[ad_1]

Image source: Getty Images
Legendary US investor Warren Buffett only holds one British stock in the Berkshire Hathaway portfolio – it Diageo. That’s probably not the best advertisement for it FTSE 100. However, I think Buffett may be missing out on some opportunities by avoiding UK-listed stocks.
Maybe this is my chance to beat a billionaire investor.
Buffett’s strategy
The so-called Oracle of Omaha uses a value investing strategy. These strategies have consistently outperformed the index over the past century. Value investing involves picking stocks that are trading below their intrinsic value, or book.
As such, Buffett focuses on buying undervalued stocks. It’s not the same as a company that looks cheap because the price is lower than it was a year ago.
Finding undervalued stocks requires research. Investors use value investing strategy models and compare short-term metrics to create a better understanding of a company’s value.
Value investing in the FTSE
Buffett once said: “A simple rule dictates my purchases: fear that others are greedy, and be greedy when others are afraid..”
Well, look at it FTSE 350, which obviously scared many investors. The index is up 1% in one year and just 5% in five years.
It is important to highlight that some parts of the index rose – namely resources and energy – while other parts of the market suffered. Shares in housing, banking, retail and travel are among the best-performing sectors.

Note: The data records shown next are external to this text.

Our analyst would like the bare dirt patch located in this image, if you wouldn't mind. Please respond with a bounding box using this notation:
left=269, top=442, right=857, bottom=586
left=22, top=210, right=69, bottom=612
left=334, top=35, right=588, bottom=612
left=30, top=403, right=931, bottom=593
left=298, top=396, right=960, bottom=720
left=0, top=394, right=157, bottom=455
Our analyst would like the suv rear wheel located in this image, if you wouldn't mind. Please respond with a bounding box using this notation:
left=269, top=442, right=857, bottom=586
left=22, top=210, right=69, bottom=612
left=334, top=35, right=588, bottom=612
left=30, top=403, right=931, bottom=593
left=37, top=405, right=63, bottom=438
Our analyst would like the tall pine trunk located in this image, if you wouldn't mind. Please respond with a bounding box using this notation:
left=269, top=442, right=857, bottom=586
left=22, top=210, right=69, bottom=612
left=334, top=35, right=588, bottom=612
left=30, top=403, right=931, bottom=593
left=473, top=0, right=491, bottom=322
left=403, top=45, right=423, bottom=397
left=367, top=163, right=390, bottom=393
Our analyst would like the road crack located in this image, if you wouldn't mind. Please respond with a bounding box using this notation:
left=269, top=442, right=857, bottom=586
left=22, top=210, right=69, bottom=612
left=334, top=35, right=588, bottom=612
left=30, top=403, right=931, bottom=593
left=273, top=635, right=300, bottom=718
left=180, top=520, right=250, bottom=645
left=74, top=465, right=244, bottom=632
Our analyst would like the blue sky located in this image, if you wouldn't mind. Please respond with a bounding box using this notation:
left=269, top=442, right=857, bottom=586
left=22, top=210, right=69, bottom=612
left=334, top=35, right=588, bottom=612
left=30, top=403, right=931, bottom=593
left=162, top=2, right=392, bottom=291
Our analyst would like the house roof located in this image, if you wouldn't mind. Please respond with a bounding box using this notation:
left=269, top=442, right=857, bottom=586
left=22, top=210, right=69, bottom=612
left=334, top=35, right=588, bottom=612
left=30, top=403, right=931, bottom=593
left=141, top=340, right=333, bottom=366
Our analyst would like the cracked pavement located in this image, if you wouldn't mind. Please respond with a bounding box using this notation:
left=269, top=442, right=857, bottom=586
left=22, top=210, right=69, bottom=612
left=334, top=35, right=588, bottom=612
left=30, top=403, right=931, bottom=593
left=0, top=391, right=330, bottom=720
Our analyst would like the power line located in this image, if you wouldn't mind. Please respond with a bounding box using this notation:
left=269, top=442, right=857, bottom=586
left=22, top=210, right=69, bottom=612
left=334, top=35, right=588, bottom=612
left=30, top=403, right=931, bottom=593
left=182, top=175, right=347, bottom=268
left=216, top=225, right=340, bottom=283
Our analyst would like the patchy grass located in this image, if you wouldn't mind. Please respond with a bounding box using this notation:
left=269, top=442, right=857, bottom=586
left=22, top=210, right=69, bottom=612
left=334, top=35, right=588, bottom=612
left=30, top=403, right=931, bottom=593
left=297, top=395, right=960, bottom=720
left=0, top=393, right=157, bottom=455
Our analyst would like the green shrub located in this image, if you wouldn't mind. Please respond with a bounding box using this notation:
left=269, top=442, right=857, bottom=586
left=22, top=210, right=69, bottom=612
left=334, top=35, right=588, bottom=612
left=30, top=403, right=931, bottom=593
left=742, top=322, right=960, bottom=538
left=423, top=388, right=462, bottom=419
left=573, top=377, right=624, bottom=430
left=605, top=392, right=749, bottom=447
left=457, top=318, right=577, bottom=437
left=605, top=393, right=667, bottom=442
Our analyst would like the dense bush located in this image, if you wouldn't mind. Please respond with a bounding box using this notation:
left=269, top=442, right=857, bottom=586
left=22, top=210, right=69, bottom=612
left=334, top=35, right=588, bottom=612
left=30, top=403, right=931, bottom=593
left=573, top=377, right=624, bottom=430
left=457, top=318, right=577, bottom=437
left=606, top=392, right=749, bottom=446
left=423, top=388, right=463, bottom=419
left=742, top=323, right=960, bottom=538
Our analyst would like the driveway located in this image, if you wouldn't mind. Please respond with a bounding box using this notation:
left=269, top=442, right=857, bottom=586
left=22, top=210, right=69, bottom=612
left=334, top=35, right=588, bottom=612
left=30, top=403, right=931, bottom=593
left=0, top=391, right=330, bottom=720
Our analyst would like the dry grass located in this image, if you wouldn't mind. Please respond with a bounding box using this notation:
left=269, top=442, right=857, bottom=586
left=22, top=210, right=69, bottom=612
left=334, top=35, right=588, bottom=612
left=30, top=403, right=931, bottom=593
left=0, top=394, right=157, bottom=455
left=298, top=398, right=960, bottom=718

While macroeconomic forecasts in the UK play a role in this, some UK stocks have been unpopular for some time. Investment has generally slowed since the Brexit vote as our exit from the EU is expected to reduce the country’s growth prospects.
However, in a gloomy market, I insist that we have a great opportunity to find undervalued stocks.
Quality choice
Buffett has often said that he would rather pay a fair price for a good company than a good price for a fair company.
But now, on the FTSE, I think many blue-chip stocks are trading at a discount. Those two Lloyds and Barclays. The discounted cash flow model shows that the value is less than 60% and 70%.
Naturally, banks reflect the health of the economy, and a recession – as predicted in the UK – means worse debt and disability costs. However, the situation is somewhat different now, with interest rates at levels not seen in more than a decade. These tariffs cause profits to rise.
There are other quality companies in the FTSE 100 trading at attractive discounts today, including Legal & General and GSK.
These companies will get a boost with a general improvement in the UK macro economic outlook. I hope this will happen.
More bargaining
I also look at stocks in the UK’s burgeoning renewable energy industry. One of them is Greencoat UK Wind which trades at a 5.1% discount versus net asset value and has a price-to-earnings ratio of around 7.5. It also offers a dividend yield of 4.8%.
In the near term, its development may be held back by electricity levies, but in the long term, I expect it to grow.
I recently bought shares in all these companies. But with the discount in mind, I’m looking to buy more.